Friday, February 26, 2010

Stupid git tricks

I had a directory in CVS that I used for a catch-all for random scripts. (For example, this is where cpanspec lived before moving it to Sourceforge CVS.) Now that I'm using github, I'm trying to split these scripts up into separate git repos. This is the procedure I've come up with...

First I use git cvsimport to pull in the whole CVS tree:
git cvsimport -d :ext:user@host:/cvsroot -C myscript cvs_module
This will create a directory named myscript. Next, go into that directory and use git filter-branch to remove everything but the file(s) we care about (in this case, myscript again).
git filter-branch --prune-empty --tree-filter 'find -maxdepth 1 -type f \! -name myscript -delete' HEAD
This ends up leaving some stale objects that can be cleaned up by removing everything other than master in .git/refs/heads/, the entire directory .git/refs/original/, and any unrelated tags in .git/refs/tags/ (at least in my example with no branches and such), then cleaning up with a few git commands:
git gc --aggressive
git prune
git repack -a -d

The total number of objects listed by git gc and git repack should be much smaller than the original number git cvsimport reported. (I also confirmed that git fsck --unreachable doesn't find anything.)

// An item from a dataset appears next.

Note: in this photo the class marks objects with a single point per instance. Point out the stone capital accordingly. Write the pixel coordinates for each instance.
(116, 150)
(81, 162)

[Update] Apparently I had found this answer to my problem a while back and forgot about it. Oops.

Monday, February 22, 2010

Where do we go next with RAID?

So a friend of mine sent me a link to this blog post.  A couple of things jumped out at me...
When a drive fails in a 7 drive, 2 TB SATA disk RAID 5, you’ll have 6 remaining 2 TB drives. As the RAID controller is reconstructing the data it is very likely it will see an URE. At that point the RAID reconstruction stops.
And later...
RAID proponents assumed that disk failures are independent events, but long experience has shown this is not the case: 1 drive failure means another is much more likely.
That sounds an awful lot like what I've been saying for 8 or 9 years now...  (Well, not specifically about 2TB drives, but you know what I mean...  :-)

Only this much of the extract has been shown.